Eine Erfolgsgeschichte seit 1956

Anlässlich einer Vorstandssitzung des Hausvereins der BVB (Bayerischen Versicherungsbank) am 16.10.1956 haben sich engagierte, weitblickende Kollegen unter der Leitung von Franz Kühlken darauf verständigt, die IG als Dachorganisation aller bestehenden Hausvereine zu gründen. Die Gründungsversammlung fand im Löwenbräu-Keller in München statt.

 

An der Sitzung nahmen Repräsentanten der BVB, der ZN Köln, ZN Stuttgart, ZN Frankfurt und ZN Berlin teil. Am gleichen Tag fand die erste Sitzung/Besprechung mit der GD (Generaldirektion) unter der Leitung von Herrn Direktor Alfred Haase statt.

 

Neben den Informationen über die Gründung der IG und ihrer Zielvorstellung war Kraft und die Kraftprovision ein wichtiges Thema.

 

Die Hausvereine aus Hamburg, Köln, Frankfurt, Stuttgart und Berlin verständigten sich darauf, einheitliche Strukturen aufzubauen. Damals wie heute war und ist das Ziel, möglichst alle Allianzvertreter unter dem Dach der Hausvereine/Interessengemeinschaften zusammenzuführen.

 

Die Plattform war geschaffen für eine Verständigung zwischen Gesellschaft und Vertretern; nun galt es, sie mit dem Geist der Fairness und der Partnerschaft zu erfüllen.

 

Die Aufgabenstellung der IG wurde im Gründungsprotokoll vom 16.10.1956 wie folgt beschrieben:
"Die IG dient als Bindeglied zwischen der Gesellschaftsleitung und der Gesamtheit der durch die einzelnen Hausvereine erfassten hauptberuflichen, nicht fest besoldeten Vertreter der Allianz-Gesellschaften. Die IG will weiter Koordinierung der Arbeit der einzelnen Hausvereine und gegenseitigen Erfahrungsaustausch bezwecken. Sie ist im Besonderen dazu bestimmt, mit der Spitze der Gesellschaftsleitung über grundsätzliche Fragen, die den Außendienst betreffen, zu beraten, um die Interessen von Gesellschaft und Vertreterschaft in Einklang zu bringen."

 

Aufgabe der IG ist es nicht, Einzelinteressen bestimmter Vertreter wahrzunehmen. Die Vorstände der Hausvereine verstehen ihre Aufgabe als "Bindeglied zwischen der Zweigniederlassung der Allianz und den Mitgliedern des Hausvereins. Der Vorstand hat die Pflicht, die Interessen der Mitglieder gegenüber der Geschäftsleitung der Zweigniederlassung zu vertreten."

 

Es werden weitere Ziele verfolgt wie:

  • Berufliche Fortbildung
  • Aktives Informationswesen
  • Beitrag zur Arbeitserleichterung
  • Pflege der gesellschaftlichen Gemeinschaft
  • Meinungs- und Erfahrungsaustausch
  • Interessenwahrung beruflicher, wirtschaftlicher und sozialer Belange
  • Unternehmenspolitisches Engagement mit Weitblick u. a. m.

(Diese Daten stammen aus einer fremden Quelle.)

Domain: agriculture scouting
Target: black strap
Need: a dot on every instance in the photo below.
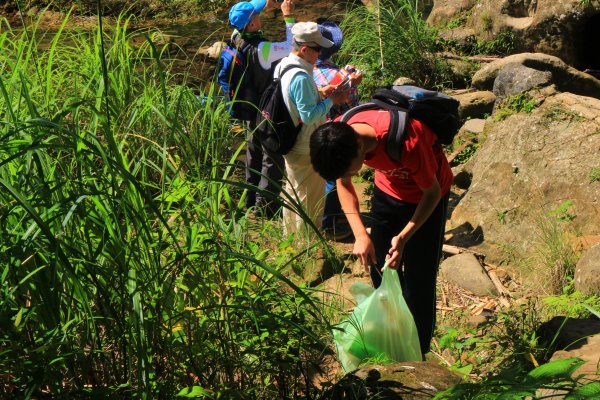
(396, 130)
(286, 69)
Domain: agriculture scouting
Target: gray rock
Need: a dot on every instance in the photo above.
(475, 104)
(529, 165)
(403, 80)
(562, 333)
(588, 352)
(587, 272)
(567, 29)
(474, 126)
(514, 78)
(401, 381)
(465, 271)
(566, 79)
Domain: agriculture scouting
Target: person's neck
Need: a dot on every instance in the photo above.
(366, 135)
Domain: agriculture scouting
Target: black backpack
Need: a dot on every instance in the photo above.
(236, 79)
(274, 125)
(436, 110)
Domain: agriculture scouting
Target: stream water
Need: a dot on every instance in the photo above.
(191, 35)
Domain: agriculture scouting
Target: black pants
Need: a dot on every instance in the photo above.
(271, 167)
(420, 260)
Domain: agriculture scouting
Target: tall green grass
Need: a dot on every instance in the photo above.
(391, 39)
(124, 268)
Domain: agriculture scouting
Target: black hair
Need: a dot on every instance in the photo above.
(333, 146)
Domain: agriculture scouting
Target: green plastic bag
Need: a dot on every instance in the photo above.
(381, 327)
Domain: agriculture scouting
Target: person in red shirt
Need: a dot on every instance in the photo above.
(408, 208)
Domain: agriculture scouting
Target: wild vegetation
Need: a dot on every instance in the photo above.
(127, 264)
(129, 267)
(141, 9)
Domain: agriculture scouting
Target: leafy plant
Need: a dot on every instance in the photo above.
(521, 102)
(559, 374)
(571, 303)
(126, 269)
(594, 174)
(562, 211)
(392, 40)
(502, 44)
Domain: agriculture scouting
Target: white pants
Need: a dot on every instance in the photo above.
(306, 188)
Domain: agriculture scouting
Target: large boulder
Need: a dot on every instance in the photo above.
(587, 272)
(567, 28)
(464, 270)
(401, 381)
(566, 78)
(532, 169)
(475, 104)
(516, 78)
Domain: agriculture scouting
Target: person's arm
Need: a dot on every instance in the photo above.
(270, 52)
(302, 95)
(430, 199)
(363, 246)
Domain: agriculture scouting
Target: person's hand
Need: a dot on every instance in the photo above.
(326, 90)
(340, 97)
(287, 8)
(356, 78)
(395, 252)
(365, 251)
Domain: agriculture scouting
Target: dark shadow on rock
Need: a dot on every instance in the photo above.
(463, 179)
(465, 235)
(563, 333)
(453, 201)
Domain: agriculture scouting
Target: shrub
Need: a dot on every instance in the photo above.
(391, 41)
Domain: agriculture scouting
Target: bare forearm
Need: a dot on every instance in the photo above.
(351, 206)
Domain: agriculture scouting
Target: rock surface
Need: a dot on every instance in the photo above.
(515, 78)
(465, 271)
(566, 79)
(567, 29)
(475, 104)
(401, 381)
(529, 166)
(587, 272)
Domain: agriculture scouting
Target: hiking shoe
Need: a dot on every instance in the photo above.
(339, 232)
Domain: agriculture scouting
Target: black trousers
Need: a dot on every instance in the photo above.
(270, 178)
(420, 260)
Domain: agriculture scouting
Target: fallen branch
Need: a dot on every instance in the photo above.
(459, 150)
(451, 56)
(454, 250)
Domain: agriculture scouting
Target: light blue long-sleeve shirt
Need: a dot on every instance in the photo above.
(310, 108)
(302, 99)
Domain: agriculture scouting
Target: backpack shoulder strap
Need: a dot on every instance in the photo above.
(396, 134)
(355, 110)
(396, 131)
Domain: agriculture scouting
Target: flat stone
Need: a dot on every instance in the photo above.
(587, 272)
(465, 271)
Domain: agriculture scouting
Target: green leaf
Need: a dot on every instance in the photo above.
(18, 318)
(194, 391)
(558, 368)
(590, 309)
(589, 391)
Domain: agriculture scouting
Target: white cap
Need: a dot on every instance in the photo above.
(308, 32)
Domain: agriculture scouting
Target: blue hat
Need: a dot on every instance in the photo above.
(330, 30)
(241, 13)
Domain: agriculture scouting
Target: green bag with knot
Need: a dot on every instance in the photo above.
(381, 328)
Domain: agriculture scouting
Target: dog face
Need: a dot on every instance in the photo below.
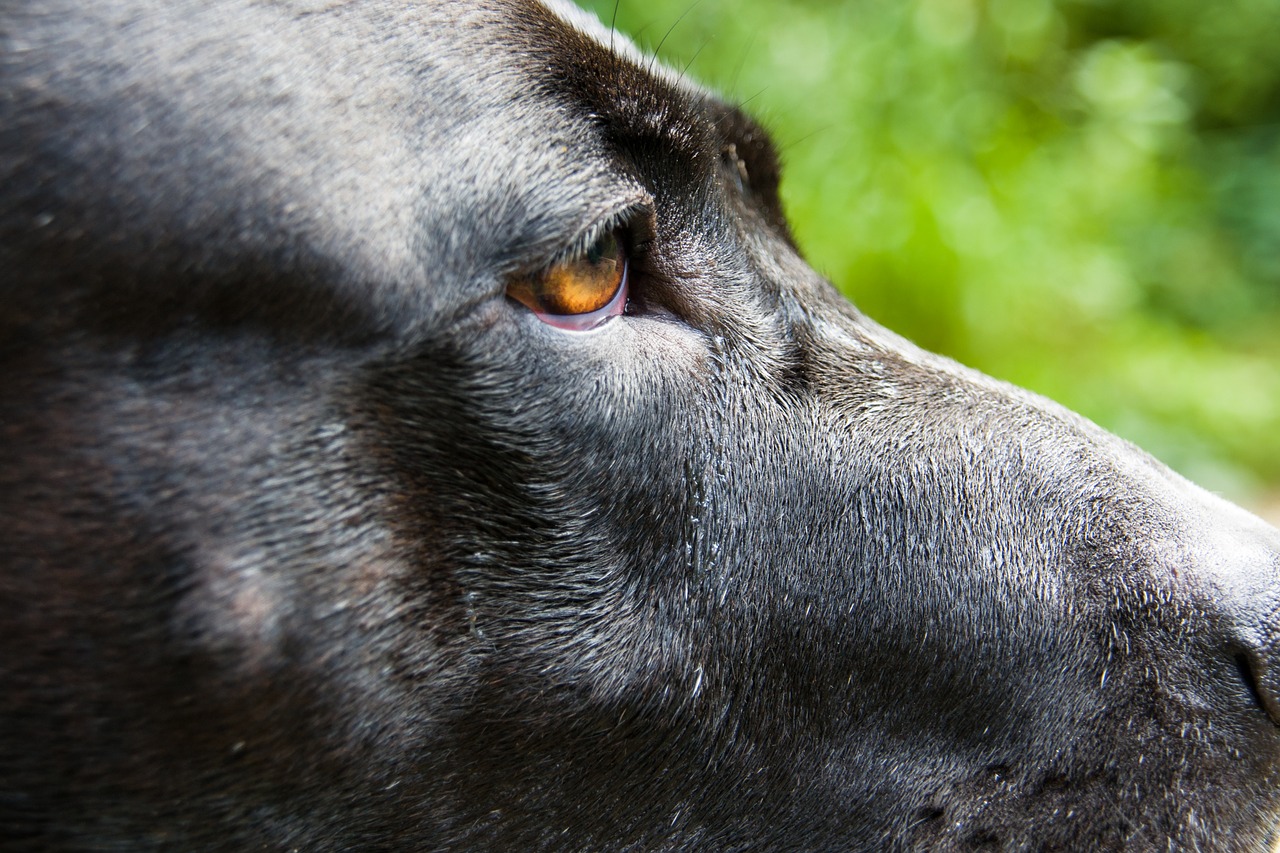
(420, 432)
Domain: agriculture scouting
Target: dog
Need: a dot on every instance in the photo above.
(420, 432)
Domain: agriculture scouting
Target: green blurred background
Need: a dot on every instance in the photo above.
(1079, 196)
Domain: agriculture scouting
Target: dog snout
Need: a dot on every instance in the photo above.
(1239, 574)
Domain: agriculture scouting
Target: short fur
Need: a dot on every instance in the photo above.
(312, 539)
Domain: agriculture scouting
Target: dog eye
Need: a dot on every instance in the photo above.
(581, 292)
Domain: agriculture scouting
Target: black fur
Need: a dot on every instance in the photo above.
(312, 539)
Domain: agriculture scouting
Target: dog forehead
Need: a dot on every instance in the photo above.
(366, 133)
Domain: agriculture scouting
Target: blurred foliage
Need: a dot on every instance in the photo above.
(1079, 196)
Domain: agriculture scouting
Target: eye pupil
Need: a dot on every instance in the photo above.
(580, 292)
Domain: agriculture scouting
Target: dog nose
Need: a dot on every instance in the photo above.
(1242, 555)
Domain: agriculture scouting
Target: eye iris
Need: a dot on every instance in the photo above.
(577, 286)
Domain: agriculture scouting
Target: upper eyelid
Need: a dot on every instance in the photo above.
(638, 209)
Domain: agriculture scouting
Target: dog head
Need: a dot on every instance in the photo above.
(420, 432)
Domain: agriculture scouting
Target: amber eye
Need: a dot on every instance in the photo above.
(581, 292)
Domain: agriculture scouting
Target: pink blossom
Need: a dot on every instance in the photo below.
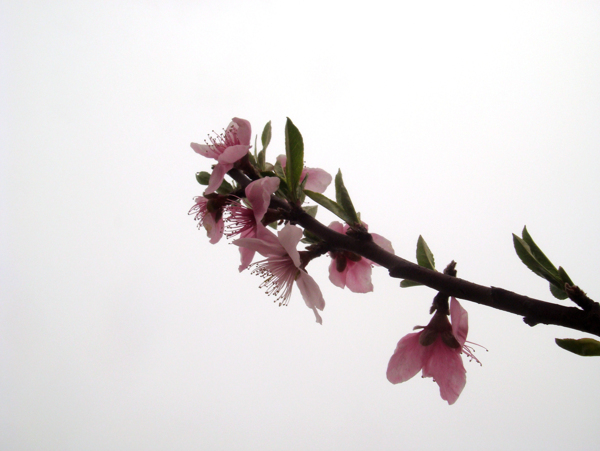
(351, 270)
(436, 350)
(317, 179)
(209, 214)
(226, 148)
(281, 268)
(243, 221)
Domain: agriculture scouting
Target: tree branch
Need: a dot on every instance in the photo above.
(533, 311)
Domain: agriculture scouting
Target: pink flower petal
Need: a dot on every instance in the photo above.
(460, 321)
(337, 278)
(407, 360)
(217, 176)
(233, 154)
(311, 293)
(214, 230)
(318, 179)
(246, 256)
(205, 151)
(259, 195)
(358, 276)
(289, 237)
(265, 244)
(446, 367)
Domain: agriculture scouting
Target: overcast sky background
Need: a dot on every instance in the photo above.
(121, 327)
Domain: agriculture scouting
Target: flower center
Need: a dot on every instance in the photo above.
(279, 274)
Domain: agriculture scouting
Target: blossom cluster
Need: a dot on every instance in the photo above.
(258, 209)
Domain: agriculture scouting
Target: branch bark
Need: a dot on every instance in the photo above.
(533, 311)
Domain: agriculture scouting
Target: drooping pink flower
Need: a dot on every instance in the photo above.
(317, 179)
(209, 214)
(226, 148)
(243, 221)
(351, 270)
(436, 350)
(281, 267)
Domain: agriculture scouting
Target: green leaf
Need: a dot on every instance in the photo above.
(409, 283)
(343, 199)
(538, 254)
(525, 254)
(279, 170)
(584, 346)
(311, 210)
(557, 292)
(424, 255)
(266, 136)
(310, 238)
(265, 139)
(294, 151)
(564, 276)
(202, 177)
(225, 188)
(331, 205)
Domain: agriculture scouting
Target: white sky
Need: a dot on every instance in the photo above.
(121, 327)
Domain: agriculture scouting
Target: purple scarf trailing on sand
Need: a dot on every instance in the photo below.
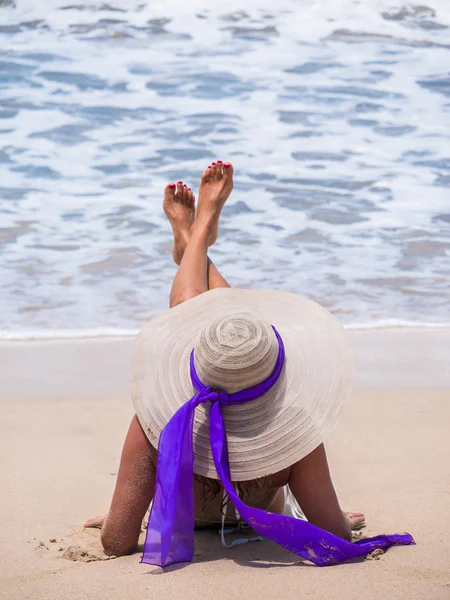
(170, 531)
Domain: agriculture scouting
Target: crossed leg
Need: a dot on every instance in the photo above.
(309, 479)
(193, 236)
(121, 527)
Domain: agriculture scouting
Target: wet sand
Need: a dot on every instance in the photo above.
(64, 411)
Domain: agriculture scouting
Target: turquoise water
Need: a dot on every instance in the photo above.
(335, 115)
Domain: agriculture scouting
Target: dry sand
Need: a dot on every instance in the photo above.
(64, 412)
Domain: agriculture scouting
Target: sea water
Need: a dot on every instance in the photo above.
(335, 113)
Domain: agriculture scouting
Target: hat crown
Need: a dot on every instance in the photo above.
(235, 351)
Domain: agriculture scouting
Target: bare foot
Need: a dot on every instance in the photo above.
(215, 187)
(356, 520)
(179, 206)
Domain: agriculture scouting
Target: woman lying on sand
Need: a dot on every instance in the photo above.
(190, 365)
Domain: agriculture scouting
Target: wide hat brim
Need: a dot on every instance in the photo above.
(276, 430)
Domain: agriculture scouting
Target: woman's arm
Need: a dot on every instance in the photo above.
(311, 484)
(132, 495)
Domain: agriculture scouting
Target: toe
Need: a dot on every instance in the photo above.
(228, 171)
(206, 175)
(185, 194)
(218, 170)
(169, 191)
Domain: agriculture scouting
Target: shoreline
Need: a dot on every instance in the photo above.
(98, 367)
(124, 334)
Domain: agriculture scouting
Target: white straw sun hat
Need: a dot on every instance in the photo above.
(236, 348)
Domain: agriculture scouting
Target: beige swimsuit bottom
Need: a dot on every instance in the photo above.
(211, 514)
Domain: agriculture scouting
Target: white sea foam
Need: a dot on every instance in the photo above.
(336, 115)
(110, 334)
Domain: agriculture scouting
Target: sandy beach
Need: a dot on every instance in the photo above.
(64, 411)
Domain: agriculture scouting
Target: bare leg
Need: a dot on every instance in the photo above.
(197, 273)
(121, 527)
(132, 495)
(179, 206)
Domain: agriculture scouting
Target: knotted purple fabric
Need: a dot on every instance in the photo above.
(170, 531)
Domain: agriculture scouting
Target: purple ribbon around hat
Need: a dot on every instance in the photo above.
(170, 531)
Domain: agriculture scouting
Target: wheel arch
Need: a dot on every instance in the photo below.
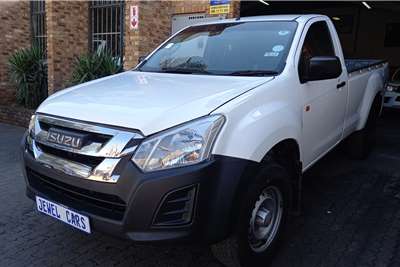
(286, 152)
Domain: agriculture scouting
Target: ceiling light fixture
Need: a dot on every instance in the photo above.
(265, 3)
(366, 5)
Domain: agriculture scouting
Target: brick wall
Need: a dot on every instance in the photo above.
(15, 33)
(67, 37)
(15, 115)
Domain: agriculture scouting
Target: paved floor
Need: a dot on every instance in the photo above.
(351, 218)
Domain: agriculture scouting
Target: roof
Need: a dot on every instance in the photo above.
(291, 17)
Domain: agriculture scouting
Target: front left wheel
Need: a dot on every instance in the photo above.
(262, 217)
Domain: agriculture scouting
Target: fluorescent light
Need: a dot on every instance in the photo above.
(366, 5)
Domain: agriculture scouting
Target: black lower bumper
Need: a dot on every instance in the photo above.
(131, 207)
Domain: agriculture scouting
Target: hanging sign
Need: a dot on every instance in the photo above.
(218, 7)
(134, 17)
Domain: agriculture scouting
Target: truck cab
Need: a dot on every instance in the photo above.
(206, 140)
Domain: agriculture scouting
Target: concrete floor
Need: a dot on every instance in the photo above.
(351, 217)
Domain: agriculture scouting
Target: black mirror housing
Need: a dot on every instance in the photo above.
(321, 68)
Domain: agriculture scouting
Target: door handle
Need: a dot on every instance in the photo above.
(340, 85)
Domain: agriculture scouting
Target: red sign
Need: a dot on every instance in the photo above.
(134, 17)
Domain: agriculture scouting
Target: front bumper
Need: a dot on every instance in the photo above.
(129, 208)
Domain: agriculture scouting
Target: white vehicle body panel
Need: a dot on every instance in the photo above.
(260, 111)
(149, 102)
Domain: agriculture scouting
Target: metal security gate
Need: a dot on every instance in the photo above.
(106, 26)
(38, 23)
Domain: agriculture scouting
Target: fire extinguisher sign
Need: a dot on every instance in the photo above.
(134, 17)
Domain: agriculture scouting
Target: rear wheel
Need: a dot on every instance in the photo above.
(262, 216)
(361, 143)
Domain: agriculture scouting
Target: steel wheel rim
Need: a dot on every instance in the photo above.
(265, 219)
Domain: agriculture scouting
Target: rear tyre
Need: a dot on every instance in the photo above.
(361, 143)
(262, 215)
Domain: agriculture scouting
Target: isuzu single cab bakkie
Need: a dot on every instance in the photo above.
(206, 140)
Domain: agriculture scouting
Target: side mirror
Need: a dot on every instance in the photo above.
(141, 58)
(321, 68)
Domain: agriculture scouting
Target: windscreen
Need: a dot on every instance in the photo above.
(240, 48)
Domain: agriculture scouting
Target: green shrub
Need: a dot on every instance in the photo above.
(28, 70)
(95, 65)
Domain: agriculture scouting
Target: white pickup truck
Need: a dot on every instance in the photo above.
(206, 140)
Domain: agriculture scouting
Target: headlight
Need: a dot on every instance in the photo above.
(31, 131)
(184, 145)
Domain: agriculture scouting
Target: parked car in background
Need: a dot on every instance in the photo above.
(207, 139)
(392, 94)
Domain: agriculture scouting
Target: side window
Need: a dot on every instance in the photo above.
(318, 42)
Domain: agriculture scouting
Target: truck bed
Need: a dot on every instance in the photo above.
(353, 65)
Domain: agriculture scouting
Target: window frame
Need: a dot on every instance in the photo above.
(302, 41)
(38, 16)
(93, 5)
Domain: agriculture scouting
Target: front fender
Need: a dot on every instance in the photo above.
(251, 129)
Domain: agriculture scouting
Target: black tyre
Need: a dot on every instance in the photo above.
(360, 143)
(262, 217)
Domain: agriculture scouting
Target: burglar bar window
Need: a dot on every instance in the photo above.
(38, 22)
(106, 26)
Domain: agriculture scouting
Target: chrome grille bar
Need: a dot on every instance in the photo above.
(118, 145)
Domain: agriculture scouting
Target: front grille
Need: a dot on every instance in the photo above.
(93, 137)
(101, 204)
(177, 207)
(87, 160)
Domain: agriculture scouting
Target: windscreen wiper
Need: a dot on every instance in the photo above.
(254, 73)
(184, 71)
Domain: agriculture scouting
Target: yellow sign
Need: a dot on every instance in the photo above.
(219, 9)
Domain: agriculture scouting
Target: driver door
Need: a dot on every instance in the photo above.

Die Allianz stand von Anfang an dem gesamten Projekt sehr wohlwollend gegenüber. Die  Gesprächspartner auf Seiten der Allianz waren immer der Generaldirektor, der Orga-Chef und die Leiter der verschiedenen Fachressorts, einschließlich Allianz Leben. Daran hat sich im Wesentlichen bis heute nichts geändert. Die Leitung obliegt dem Vorstand aus dem Ressort Vertrieb.

 

Mit einem Festakt wurde das 50-jährige Jubiläum am 20. Oktober 2006 in München gefeiert.

 

Mehr zur Historie der IG finden Sie in unserer Jubiläumsbroschüre "50 Jahre Interessengemeinschaft"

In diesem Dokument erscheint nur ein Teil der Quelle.